Even in small teams, you’ll want to follow a fair selection and consultation approach, and ensure notice and redundancy pay (if applicable) are handled correctly.
How To Reduce Your Dismissal Risk As An Employer (A Practical Checklist)
If you want to reduce the chances of a claim - and make any claim easier to defend - focus on building good habits and strong documents.
Get The Paperwork Right Upfront
A lot of dismissal disputes start because the contract and policies are unclear (or don’t exist). From day one, consider having:
- a tailored Employment Contract with clear notice provisions, probation terms, and termination rights;
- clear disciplinary and performance management procedures;
- well-defined job descriptions and expectations.
This is especially important as you hire your first employees - the “we’re small and informal” approach can quickly create legal uncertainty when things go wrong.
Run A Fair Process (Even When You Think It’s Obvious)
When you’re under pressure, it’s tempting to move straight to termination. But process is usually where unfair dismissal cases are won or lost.
As a baseline, aim to:
- investigate first (don’t assume);
- put allegations or concerns in writing;
- hold a meeting where the employee can respond;
- keep notes and store them securely;
- confirm the decision in writing, with reasons.
For many SMEs, the hardest part is simply consistency. Treat similar issues in similar ways across your team, and document why you’ve taken a different approach where needed.
Be Careful With Summary Dismissal
If you’re dismissing without notice, you’re effectively saying: “the employee’s conduct was so serious that we were entitled to terminate immediately.”
That’s a high bar, and if you can’t justify it, you may be exposed to wrongful dismissal damages (notice pay), plus potentially unfair dismissal risk if eligible.
When in doubt, it may be safer to:
- suspend while you investigate (where appropriate and carefully managed); and/or
- dismiss with notice or PILON (if the contract allows), rather than summary dismissal.
This isn’t one-size-fits-all - it depends on the facts - but it’s a useful risk-management lens.

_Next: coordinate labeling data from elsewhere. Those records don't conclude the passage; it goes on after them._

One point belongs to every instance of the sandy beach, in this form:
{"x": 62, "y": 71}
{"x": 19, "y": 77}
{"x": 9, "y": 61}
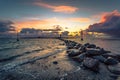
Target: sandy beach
{"x": 49, "y": 65}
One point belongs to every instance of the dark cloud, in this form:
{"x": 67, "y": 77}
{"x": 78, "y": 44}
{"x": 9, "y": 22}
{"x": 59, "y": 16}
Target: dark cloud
{"x": 65, "y": 33}
{"x": 6, "y": 26}
{"x": 56, "y": 28}
{"x": 110, "y": 24}
{"x": 29, "y": 30}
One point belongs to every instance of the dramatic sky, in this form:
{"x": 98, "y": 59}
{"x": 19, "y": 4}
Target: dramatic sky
{"x": 72, "y": 15}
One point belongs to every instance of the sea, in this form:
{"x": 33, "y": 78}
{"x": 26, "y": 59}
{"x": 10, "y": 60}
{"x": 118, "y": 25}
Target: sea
{"x": 14, "y": 54}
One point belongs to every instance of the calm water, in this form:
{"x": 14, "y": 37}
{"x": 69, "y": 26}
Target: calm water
{"x": 17, "y": 58}
{"x": 108, "y": 44}
{"x": 26, "y": 50}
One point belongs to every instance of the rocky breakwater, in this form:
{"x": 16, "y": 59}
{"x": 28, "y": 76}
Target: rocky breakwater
{"x": 91, "y": 56}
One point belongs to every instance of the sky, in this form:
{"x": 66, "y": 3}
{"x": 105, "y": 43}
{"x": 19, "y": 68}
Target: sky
{"x": 71, "y": 15}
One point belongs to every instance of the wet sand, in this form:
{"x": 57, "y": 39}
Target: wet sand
{"x": 55, "y": 67}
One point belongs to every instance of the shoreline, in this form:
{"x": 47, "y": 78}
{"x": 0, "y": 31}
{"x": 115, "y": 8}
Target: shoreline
{"x": 64, "y": 66}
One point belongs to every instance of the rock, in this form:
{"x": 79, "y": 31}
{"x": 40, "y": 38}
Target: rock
{"x": 82, "y": 49}
{"x": 73, "y": 52}
{"x": 111, "y": 61}
{"x": 91, "y": 64}
{"x": 91, "y": 46}
{"x": 114, "y": 69}
{"x": 100, "y": 58}
{"x": 98, "y": 47}
{"x": 104, "y": 51}
{"x": 79, "y": 58}
{"x": 113, "y": 55}
{"x": 87, "y": 44}
{"x": 77, "y": 46}
{"x": 93, "y": 52}
{"x": 55, "y": 62}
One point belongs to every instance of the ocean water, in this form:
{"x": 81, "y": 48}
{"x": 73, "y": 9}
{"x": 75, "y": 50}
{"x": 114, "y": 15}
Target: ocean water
{"x": 110, "y": 44}
{"x": 15, "y": 53}
{"x": 32, "y": 59}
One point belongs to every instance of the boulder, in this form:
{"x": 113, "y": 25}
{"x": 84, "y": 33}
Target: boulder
{"x": 113, "y": 55}
{"x": 77, "y": 46}
{"x": 73, "y": 52}
{"x": 55, "y": 62}
{"x": 79, "y": 58}
{"x": 87, "y": 44}
{"x": 114, "y": 69}
{"x": 104, "y": 51}
{"x": 82, "y": 49}
{"x": 91, "y": 64}
{"x": 100, "y": 58}
{"x": 111, "y": 61}
{"x": 91, "y": 46}
{"x": 93, "y": 52}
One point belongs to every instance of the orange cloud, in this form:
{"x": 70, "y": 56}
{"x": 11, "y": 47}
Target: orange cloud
{"x": 62, "y": 8}
{"x": 79, "y": 19}
{"x": 105, "y": 15}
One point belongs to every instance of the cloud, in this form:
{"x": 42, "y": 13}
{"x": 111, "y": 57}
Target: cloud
{"x": 6, "y": 26}
{"x": 109, "y": 24}
{"x": 61, "y": 8}
{"x": 79, "y": 19}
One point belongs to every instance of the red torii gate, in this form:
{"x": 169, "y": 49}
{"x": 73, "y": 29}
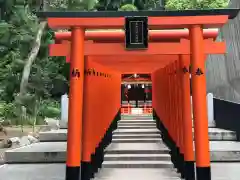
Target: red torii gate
{"x": 196, "y": 48}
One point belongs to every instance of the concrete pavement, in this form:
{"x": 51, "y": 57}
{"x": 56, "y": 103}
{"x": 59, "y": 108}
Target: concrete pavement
{"x": 135, "y": 154}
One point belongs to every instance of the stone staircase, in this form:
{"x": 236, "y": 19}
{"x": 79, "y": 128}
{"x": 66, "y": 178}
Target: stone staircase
{"x": 137, "y": 153}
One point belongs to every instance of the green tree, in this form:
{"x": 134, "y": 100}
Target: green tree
{"x": 128, "y": 7}
{"x": 195, "y": 4}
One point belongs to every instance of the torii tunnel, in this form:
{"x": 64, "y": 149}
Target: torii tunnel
{"x": 175, "y": 40}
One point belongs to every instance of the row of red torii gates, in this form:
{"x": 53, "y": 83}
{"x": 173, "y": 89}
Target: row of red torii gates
{"x": 97, "y": 60}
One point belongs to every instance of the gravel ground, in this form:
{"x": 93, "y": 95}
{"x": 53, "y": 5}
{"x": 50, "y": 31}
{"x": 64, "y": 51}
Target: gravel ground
{"x": 15, "y": 132}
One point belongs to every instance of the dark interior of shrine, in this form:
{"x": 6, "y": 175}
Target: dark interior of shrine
{"x": 136, "y": 91}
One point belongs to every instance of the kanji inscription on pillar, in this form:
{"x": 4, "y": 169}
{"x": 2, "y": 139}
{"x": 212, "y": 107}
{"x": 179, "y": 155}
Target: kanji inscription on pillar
{"x": 136, "y": 32}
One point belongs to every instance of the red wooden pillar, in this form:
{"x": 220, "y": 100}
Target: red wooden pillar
{"x": 74, "y": 138}
{"x": 199, "y": 90}
{"x": 189, "y": 169}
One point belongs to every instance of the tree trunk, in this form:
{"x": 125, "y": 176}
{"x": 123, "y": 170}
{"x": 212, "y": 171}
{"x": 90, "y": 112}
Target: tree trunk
{"x": 31, "y": 58}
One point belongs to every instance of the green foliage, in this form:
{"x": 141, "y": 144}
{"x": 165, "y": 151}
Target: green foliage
{"x": 195, "y": 4}
{"x": 128, "y": 7}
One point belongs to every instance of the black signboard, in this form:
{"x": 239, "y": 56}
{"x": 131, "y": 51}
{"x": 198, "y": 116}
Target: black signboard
{"x": 136, "y": 32}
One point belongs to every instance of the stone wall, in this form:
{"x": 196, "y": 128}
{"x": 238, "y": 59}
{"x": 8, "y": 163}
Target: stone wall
{"x": 223, "y": 71}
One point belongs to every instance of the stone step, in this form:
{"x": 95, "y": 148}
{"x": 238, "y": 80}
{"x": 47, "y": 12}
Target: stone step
{"x": 137, "y": 164}
{"x": 137, "y": 148}
{"x": 137, "y": 140}
{"x": 55, "y": 152}
{"x": 137, "y": 157}
{"x": 137, "y": 121}
{"x": 136, "y": 136}
{"x": 219, "y": 171}
{"x": 137, "y": 124}
{"x": 137, "y": 174}
{"x": 136, "y": 131}
{"x": 215, "y": 134}
{"x": 136, "y": 127}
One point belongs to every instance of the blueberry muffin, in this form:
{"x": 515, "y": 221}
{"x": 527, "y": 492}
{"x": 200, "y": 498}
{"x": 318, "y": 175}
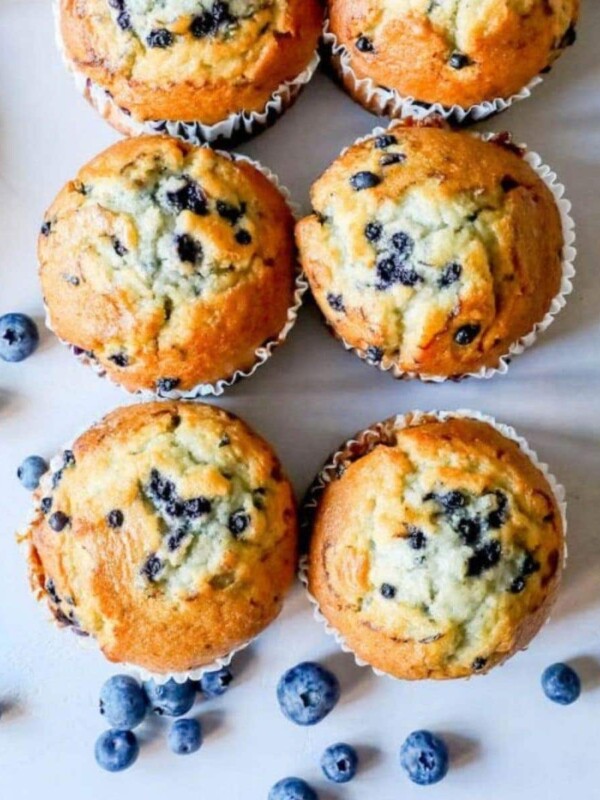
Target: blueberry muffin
{"x": 431, "y": 251}
{"x": 451, "y": 52}
{"x": 436, "y": 548}
{"x": 168, "y": 265}
{"x": 144, "y": 63}
{"x": 168, "y": 533}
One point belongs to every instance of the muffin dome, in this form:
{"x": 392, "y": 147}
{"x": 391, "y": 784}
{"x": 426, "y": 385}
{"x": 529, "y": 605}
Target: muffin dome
{"x": 168, "y": 533}
{"x": 436, "y": 548}
{"x": 167, "y": 264}
{"x": 188, "y": 60}
{"x": 432, "y": 251}
{"x": 452, "y": 53}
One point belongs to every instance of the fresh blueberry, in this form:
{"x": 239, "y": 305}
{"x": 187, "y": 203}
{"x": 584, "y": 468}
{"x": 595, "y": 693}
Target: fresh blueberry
{"x": 424, "y": 758}
{"x": 214, "y": 684}
{"x": 185, "y": 736}
{"x": 561, "y": 684}
{"x": 123, "y": 702}
{"x": 19, "y": 337}
{"x": 365, "y": 45}
{"x": 160, "y": 37}
{"x": 364, "y": 180}
{"x": 58, "y": 521}
{"x": 459, "y": 60}
{"x": 116, "y": 750}
{"x": 339, "y": 763}
{"x": 307, "y": 693}
{"x": 31, "y": 470}
{"x": 171, "y": 698}
{"x": 115, "y": 518}
{"x": 292, "y": 789}
{"x": 466, "y": 334}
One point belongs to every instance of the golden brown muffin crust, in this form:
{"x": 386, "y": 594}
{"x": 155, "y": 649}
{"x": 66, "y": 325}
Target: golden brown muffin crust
{"x": 453, "y": 52}
{"x": 203, "y": 65}
{"x": 437, "y": 553}
{"x": 181, "y": 536}
{"x": 168, "y": 262}
{"x": 432, "y": 251}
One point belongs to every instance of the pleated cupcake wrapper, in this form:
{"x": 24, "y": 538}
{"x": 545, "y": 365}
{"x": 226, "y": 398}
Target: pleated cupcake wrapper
{"x": 262, "y": 353}
{"x": 235, "y": 128}
{"x": 366, "y": 441}
{"x": 89, "y": 642}
{"x": 558, "y": 303}
{"x": 390, "y": 103}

Get Advice Before You Push The Button
If you’re at the point of termination, a quick legal sense-check can save you a lot of cost later - especially when:
- the employee has raised complaints or grievances;
- there are health issues in play;
- the situation involves misconduct allegations;
- you’re worried about consistency across the team; or
- you’re unsure whether to dismiss summarily.
It’s completely normal to feel unsure here. Dismissals sit at the intersection of law, HR, and people management - and you don’t have to figure it all out alone.
Key Takeaways
- Wrongful dismissal is usually a breach of contract claim (often about notice), while unfair dismissal is about whether the reason and process were fair.
- When you’re weighing up wrongful dismissal vs unfair dismissal, remember that one dismissal can sometimes trigger both risks at the same time.
- Employees often don’t need a minimum service period to claim wrongful dismissal, because it’s based on contractual rights.
- Unfair dismissal claims often require two years’ service, but there are exceptions - so it’s usually best to run a fair process regardless of length of service.
- Clear contracts, consistent documentation, and a defensible investigation/performance process are the best tools to reduce dismissal risk in a small business.
- If you’re considering summary dismissal, take extra care - this is where wrongful dismissal exposure commonly arises if the facts don’t justify immediate termination.